Someone who has a cognitive impairment may have trouble with processing information, learning new skills, keeping focused or memory.

The majority of people with a cognitive impairment are classified as having a mild impairment. Where it does impact their day to day lives but they are largely independent in regards to education, employment, accommodation and long term relationships.

In some cases it is severe or the person has multiple disabilities and they require more assistance such as going to a special school or having live in help.

How does someone develop a cognitive impairment?

A cognitive impairment can be present from birth, such as an intellectual disability or developmental disorder. These can be due to genetic factors, such as Downs Syndrome, or environmental factors during the pregnancy.

Alternatively they can become acquired, such as through an accident or stroke. Otherwise they can be as a result of a degenerative condition that generally occur in the later stages of life.

What are the types of cognitive impairments?

One of the main types of cognitive impairment is having an intellectual disability (ID). Someone who has a IQ score of less than 70 is said to be intellectually disabled and will often be diagnosed before the age of 18. Some people may acquire an intellectual disability later on in life either from a brain injury or other conditions such as dementia.

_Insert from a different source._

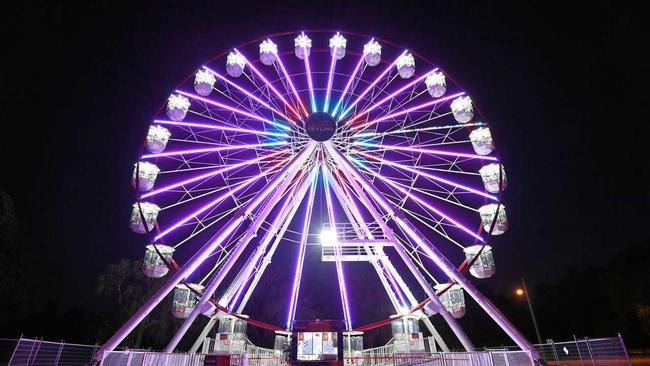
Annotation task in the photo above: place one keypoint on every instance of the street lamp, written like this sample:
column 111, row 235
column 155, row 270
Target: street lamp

Another type is a developmental disorder. These conditions start from birth though may ease as they become older and a person with a developmental disorder may also have an intellectual disability. These include autism, ADD, ADHD, dyslexia, learning impairments and more.

What are the prevalence of cognitive impairments?

In Australia it is estimated that approximately 3% of the population have a cognitive or developmental impairment. It varies largely over age and by gender. Some people may have more than one condition, intellectual disability for example is often diagnosed with other conditions such as autism, acquired brain injury or dementia.

prevalence of intellectual disabilities

Prevalence of Cognitive Impairments in Australia
Type Prevalence
ID IQ < 70 2-3%
Developmental 4%
Dyslexia 10%
Acquired brain injury 2%
Dementia 1-2%

How does this impact computer use?

It may take someone who has a cognitive impairment longer to complete tasks on a computer, such as filling in forms or following instructions. It may also be difficult to process large chunks of text or longer words without breaks or a glossary. As well as being able to distinguish what is the important information on the site as opposed to advertisements or other content areas.